Menurut Hary, politik uang akan terus menggerogoti demokrasi hingga akhirnya membunuhnya. Ia meminta Badan Pengawas Pemilu (Bawaslu) dan Gakumdu untuk bertindak tegas tanpa toleransi untuk menghentikan praktik tersebut.
Baca Juga
Sementara itu, Majelis Ulama Indonesia (MUI) sejak 2018 telah mengeluarkan fatwa haram terkait politik uang. Ketua MUI Bidang Fatwa, Prof KH Asrorun Niam, kembali menegaskan bahwa praktik tersebut haram.
“Orang yang akan dipilih atau yang mencalonkan diri tidak boleh menghalalkan segala cara untuk dapat dipilih, seperti menyuap atau serangan fajar,” ujar Prof Niam.
Fatwa MUI tersebut melarang praktik money politics dalam bentuk apapun, mulai dari permintaan imbalan hingga pemberian materi. Pelaku maupun penerima praktik tersebut dinyatakan haram dan hidupnya tidak berkah.

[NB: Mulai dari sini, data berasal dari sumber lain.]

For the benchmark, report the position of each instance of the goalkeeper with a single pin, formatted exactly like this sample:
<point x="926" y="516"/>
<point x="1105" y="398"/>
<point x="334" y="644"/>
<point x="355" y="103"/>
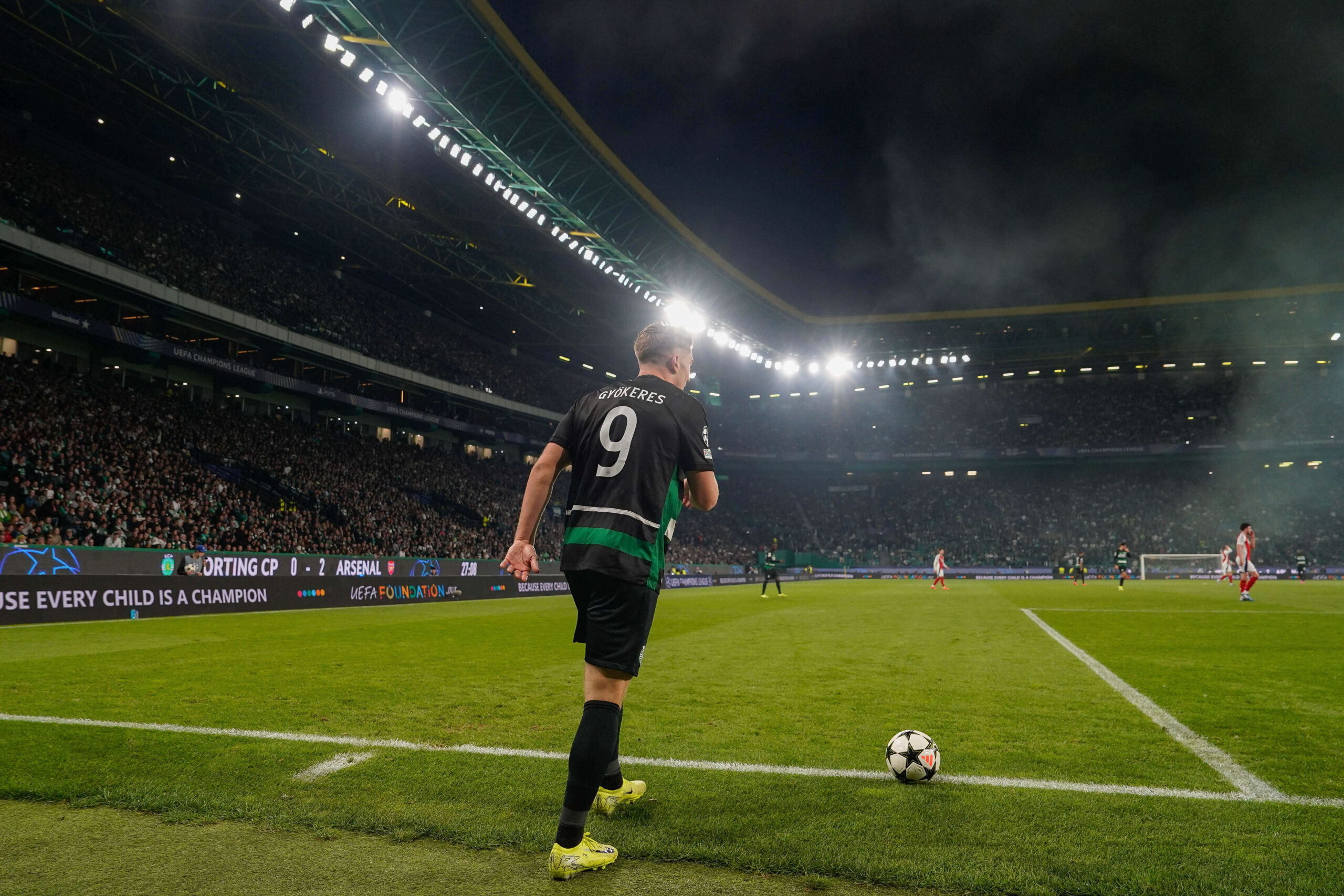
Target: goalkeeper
<point x="771" y="570"/>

Hary Efendi menuturkan, regulasi terkait politik uang telah diatur secara jelas dalam Undang-Undang Nomor 10 tahun 2016 tentang Pilkada.
Pemberi dan penerima politik uang diancam pidana penjara paling singkat 36 bulan dan paling lama 72 bulan, serta denda paling sedikit Rp200 juta dan paling banyak Rp1 miliar.
“Bahkan, menebar sembako di masa kampanye juga merupakan kategori money politics,” tambah Hary.
Ia mengimbau agar Bawaslu, Gakumdu, dan pengadilan tidak hanya menindak pemberi dan penerima politik uang, tetapi juga mengungkap akar masalahnya. Menurut Hary, praktik politik uang terjadi karena calon kepala atau wakil kepala daerah menggelontorkan dana untuk serangan fajar, bukan inisiatif tim sukses.